Validate attestations from L1 calldata first — the signed consensus payload (header, archive root, fee asset price modifier) is fully available without blobs. Reject invalid and descendant-of-rejected checkpoints (emitting the same events and persisting the same rejected entries as before) without fetching their blobs, then fetch blobs in parallel only for the surviving checkpoints and ingest.

  • validation.ts: add validateCheckpointAttestationsFromCalldata and extract the shared core validator (validateCheckpointAttestations now delegates to it).
  • l1_synchronizer.ts: reorder handleCheckpoints to validate-then-fetch; lastSeenCheckpoint is tracked from calldata ({ checkpointNumber, l1 }) since rejected checkpoints are no longer built into PublishedCheckpoints.
  • archiver-sync.test.ts: regression test — a checkpoint with invalid attestations and malformed blob data is rejected without a BlobDeserializationError retry loop.

Verification

  • New regression test fails on the unfixed code (BlobDeserializationError) and passes with the fix.
  • Stuck-without-fix behavior verified empirically: with the fix reverted, repeated syncImmediate() throws every time, the sync point never advances (syncedL1=undefined), and no checkpoint is ingested or rejected.
  • Full archiver-sync.test.ts + validation.test.ts: 68/68 pass. tsc --noEmit clean.

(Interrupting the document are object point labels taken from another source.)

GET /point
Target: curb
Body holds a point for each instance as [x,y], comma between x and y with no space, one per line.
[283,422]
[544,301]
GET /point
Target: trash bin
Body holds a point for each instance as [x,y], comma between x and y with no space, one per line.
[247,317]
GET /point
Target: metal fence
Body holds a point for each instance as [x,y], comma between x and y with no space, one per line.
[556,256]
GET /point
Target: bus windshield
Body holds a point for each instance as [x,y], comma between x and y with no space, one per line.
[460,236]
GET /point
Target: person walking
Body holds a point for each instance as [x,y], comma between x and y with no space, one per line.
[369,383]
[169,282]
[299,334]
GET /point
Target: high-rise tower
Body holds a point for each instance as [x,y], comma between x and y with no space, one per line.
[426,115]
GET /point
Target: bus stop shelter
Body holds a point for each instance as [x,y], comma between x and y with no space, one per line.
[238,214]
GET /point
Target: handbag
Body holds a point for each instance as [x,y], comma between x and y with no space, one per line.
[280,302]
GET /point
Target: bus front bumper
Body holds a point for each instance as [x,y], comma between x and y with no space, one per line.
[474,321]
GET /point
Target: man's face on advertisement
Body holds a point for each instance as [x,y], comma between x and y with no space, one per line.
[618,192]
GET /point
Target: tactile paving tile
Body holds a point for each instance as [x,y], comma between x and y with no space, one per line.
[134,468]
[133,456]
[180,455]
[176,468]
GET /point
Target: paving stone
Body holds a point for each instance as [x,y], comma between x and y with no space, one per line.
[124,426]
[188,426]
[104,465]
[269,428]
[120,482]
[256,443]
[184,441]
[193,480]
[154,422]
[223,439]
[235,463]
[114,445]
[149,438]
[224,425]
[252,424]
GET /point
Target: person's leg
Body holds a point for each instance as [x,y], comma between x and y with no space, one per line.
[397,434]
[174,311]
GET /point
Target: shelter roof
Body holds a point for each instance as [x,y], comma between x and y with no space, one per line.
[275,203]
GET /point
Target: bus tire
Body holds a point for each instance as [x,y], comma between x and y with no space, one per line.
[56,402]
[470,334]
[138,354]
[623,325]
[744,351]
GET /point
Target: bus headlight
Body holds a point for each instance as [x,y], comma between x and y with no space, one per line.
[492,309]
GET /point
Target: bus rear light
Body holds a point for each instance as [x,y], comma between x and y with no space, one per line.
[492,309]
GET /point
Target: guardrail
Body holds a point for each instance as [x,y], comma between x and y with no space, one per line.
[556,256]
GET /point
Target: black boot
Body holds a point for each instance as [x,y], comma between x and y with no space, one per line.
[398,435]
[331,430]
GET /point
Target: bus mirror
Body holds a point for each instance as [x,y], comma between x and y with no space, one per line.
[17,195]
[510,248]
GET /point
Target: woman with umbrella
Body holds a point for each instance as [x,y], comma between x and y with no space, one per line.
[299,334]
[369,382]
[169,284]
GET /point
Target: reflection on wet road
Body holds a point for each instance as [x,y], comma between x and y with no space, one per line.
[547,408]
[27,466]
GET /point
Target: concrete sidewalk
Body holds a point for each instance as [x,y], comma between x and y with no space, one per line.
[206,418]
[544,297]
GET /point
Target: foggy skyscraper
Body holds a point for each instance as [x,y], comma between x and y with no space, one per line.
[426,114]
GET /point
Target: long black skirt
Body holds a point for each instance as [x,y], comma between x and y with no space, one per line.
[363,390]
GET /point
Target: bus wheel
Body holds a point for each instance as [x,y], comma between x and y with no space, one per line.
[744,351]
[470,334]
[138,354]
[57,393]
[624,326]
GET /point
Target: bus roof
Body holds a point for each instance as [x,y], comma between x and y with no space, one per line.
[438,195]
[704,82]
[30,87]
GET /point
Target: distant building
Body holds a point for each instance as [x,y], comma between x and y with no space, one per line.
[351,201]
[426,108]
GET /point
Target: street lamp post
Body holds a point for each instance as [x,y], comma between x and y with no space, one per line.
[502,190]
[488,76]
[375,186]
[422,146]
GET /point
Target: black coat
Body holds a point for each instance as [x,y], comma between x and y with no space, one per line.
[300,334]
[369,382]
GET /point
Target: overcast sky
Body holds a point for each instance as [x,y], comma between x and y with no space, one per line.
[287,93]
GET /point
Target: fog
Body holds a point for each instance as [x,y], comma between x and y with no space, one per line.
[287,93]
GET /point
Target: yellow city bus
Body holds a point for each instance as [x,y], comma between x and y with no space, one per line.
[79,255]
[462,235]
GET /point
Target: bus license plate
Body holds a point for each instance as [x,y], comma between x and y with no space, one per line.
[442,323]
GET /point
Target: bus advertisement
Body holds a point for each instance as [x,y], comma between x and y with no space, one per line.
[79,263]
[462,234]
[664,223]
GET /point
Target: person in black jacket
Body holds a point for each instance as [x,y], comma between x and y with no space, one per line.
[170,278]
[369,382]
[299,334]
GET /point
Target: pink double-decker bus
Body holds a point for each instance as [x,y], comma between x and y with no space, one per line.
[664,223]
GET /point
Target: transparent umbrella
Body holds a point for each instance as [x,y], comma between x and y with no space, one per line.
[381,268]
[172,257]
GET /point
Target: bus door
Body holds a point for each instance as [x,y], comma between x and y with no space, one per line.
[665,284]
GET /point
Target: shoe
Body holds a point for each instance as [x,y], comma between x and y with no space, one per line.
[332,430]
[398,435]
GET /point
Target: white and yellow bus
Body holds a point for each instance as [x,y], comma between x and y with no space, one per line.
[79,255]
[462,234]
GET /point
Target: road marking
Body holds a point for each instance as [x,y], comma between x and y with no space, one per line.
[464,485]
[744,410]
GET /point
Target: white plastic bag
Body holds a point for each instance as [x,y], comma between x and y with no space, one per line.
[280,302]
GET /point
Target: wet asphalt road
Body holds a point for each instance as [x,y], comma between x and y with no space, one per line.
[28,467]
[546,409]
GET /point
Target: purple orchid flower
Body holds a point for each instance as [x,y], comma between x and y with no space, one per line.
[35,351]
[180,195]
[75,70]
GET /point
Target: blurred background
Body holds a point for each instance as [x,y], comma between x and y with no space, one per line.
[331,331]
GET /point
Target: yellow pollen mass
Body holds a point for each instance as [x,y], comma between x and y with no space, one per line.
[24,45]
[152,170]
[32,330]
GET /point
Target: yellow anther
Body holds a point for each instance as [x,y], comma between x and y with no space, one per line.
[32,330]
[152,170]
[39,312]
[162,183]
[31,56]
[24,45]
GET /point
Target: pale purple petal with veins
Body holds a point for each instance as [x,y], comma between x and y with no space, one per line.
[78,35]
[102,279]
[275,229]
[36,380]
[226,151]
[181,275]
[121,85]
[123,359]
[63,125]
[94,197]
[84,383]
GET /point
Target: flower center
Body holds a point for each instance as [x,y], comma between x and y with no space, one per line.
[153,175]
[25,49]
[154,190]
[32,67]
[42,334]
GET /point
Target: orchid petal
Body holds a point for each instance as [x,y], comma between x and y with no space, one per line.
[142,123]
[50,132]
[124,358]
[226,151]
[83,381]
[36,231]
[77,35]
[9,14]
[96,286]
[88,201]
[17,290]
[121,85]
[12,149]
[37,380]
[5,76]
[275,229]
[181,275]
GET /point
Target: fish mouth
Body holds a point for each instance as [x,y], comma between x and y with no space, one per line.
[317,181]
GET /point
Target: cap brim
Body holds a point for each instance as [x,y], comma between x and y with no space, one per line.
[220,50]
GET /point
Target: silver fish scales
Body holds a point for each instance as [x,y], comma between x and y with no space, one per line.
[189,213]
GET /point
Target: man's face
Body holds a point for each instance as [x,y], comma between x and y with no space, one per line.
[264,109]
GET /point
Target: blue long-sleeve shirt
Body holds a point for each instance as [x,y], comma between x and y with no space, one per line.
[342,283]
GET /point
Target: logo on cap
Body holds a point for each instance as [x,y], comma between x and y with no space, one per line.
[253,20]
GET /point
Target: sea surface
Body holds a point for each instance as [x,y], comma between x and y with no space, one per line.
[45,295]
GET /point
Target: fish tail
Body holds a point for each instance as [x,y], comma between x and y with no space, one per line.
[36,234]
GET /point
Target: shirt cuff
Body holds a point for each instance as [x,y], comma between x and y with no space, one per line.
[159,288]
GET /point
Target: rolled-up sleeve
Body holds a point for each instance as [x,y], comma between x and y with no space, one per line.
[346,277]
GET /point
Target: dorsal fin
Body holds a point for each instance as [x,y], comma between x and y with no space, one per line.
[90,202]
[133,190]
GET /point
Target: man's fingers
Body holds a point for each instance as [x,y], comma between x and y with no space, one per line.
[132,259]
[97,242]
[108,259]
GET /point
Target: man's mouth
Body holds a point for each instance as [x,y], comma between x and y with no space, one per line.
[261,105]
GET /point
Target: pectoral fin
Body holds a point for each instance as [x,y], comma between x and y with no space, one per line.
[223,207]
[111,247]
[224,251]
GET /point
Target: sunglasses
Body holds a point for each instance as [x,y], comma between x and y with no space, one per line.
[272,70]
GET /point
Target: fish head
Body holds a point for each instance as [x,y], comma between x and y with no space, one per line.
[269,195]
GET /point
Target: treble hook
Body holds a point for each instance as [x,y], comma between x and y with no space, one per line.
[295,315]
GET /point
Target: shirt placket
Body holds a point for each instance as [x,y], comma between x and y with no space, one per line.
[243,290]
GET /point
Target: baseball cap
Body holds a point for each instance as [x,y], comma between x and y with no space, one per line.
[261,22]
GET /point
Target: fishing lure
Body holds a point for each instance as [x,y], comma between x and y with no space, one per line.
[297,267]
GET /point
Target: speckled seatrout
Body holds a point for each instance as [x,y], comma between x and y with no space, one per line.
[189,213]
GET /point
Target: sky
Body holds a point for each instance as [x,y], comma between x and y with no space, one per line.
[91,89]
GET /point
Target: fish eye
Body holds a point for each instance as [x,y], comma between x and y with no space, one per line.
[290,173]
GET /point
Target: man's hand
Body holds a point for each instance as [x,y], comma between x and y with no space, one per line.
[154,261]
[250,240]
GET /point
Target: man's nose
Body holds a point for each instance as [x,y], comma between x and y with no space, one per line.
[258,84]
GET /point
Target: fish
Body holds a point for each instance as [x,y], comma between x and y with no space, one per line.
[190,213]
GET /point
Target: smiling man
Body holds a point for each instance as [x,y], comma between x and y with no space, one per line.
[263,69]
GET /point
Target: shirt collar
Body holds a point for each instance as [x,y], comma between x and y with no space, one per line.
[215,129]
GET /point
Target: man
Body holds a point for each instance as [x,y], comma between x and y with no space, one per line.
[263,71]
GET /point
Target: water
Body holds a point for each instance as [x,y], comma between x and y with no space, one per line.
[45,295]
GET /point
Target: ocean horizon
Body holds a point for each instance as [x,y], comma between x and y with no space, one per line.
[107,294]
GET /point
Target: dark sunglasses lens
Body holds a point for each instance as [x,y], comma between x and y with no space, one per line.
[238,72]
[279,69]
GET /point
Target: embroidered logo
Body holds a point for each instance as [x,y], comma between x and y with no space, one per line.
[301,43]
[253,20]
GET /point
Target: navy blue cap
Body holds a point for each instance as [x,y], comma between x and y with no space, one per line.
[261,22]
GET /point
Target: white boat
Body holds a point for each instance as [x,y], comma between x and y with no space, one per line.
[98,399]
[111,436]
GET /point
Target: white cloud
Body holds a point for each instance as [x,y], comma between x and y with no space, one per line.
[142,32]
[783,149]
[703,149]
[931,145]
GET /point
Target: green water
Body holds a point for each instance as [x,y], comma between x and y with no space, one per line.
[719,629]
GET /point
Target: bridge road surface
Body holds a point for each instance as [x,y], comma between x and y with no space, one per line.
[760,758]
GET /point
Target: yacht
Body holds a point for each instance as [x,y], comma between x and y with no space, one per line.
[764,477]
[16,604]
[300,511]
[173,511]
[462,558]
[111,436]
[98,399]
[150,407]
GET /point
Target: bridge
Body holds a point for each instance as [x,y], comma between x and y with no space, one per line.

Source: AztecProtocol/aztec-claude#1553


Follow-up: blob-failure liveness hardening (rows 4/5)

The reorder above fixes the case of a checkpoint with invalid attestations + a bad blob. A checkpoint with valid attestations (a ≥2/3 committee bribe) but a malformed or withheld blob still threw during blob decode — passing attestation validation, then aborting the whole syncFromL1 iteration. Because this.l1Timestamp is only advanced at the end of syncFromL1, the L1 sync clock froze, so every honest proposer's checkSync failed and nobody proposed — meaning the epoch-prune recovery never fired. A single bribed-committee + gossip-withholding attack could permanently halt the chain.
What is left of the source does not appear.